Un brillant ingénieur de chez Arianespace, candidat astronaute recalé, se met en tête de construire secrètement une fusée qui le propulsera sur orbite.
L’on se prend à imaginer ce que les Américains auraient pu faire d’un tel film, l’on se dit que cela aurait pu donner lieu à un blockbuster entre Ron Howard, Coppola et Terence Malick. On continue ainsi quelque temps sur cette lancée et puis on s’arrête net. Parce qu’en fait non, c’est un film français, qui se passe en France avec des personnages, une problématique et une psychologie bien de chez nous, dans ses défauts comme ses spécificités.
Jim Desforges (Nicolas Giraud) n’est pas Tucker : ce serait plutôt Cugnot qui se constituerait son fardier bout par bout, avec la patience du facteur Cheval. À l’image de son protagoniste L’Astronaute est un film têtu, obstiné, opiniâtre, avec un sens de la communication proche d’un autiste mais qui croit en son rêve et sait où il va. S’il réussit à agréger des gens aussi différents autour de son projet, c’est précisément en raison de sa démesure dont il parvient à convaincre de la possibilité d’en venir à bout.

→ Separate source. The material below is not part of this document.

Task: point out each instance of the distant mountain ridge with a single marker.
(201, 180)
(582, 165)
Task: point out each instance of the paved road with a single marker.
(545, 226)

Ce qui donne lieu à un aréopage disparate, sympathique et somme toute cohérent : une étudiante mathématicienne de haut vol, elle aussi recalée par un prof trop à cheval sur les décimales, donne la touche de jeunesse enrichie par sa singularité nipponne (Ayumi Roux, charmante et juste), un astronaute star retiré des bagnoles qui va lui faire suivre un entraînement à la Rocky Balboa mâtiné d’Houdini - l’on se permettra quand même de se demander où est passée la séquence d’encaissement des « G » tant promise ?.. (Mathieu Kassovitz moins pète-sec que dans son uniforme d’amiral du Chant du loup, chausse les baskets du passeur de flambeau), un chimiste, certainement descendant de bouilleur de cru, doublé du pote bricolo adroit, campé par Bruno Lochet, auquel on adjoint Hippolyte Girardot en Directeur dépassé par des événements dont il cherche à rattraper l'allure, et mention spéciale à Anne Charrier nécessaire dans son rôle d’emmerdeuse dont c’est malheureusement le boulot et qui va gripper une machine jusqu’alors trop bien huilée au WB40.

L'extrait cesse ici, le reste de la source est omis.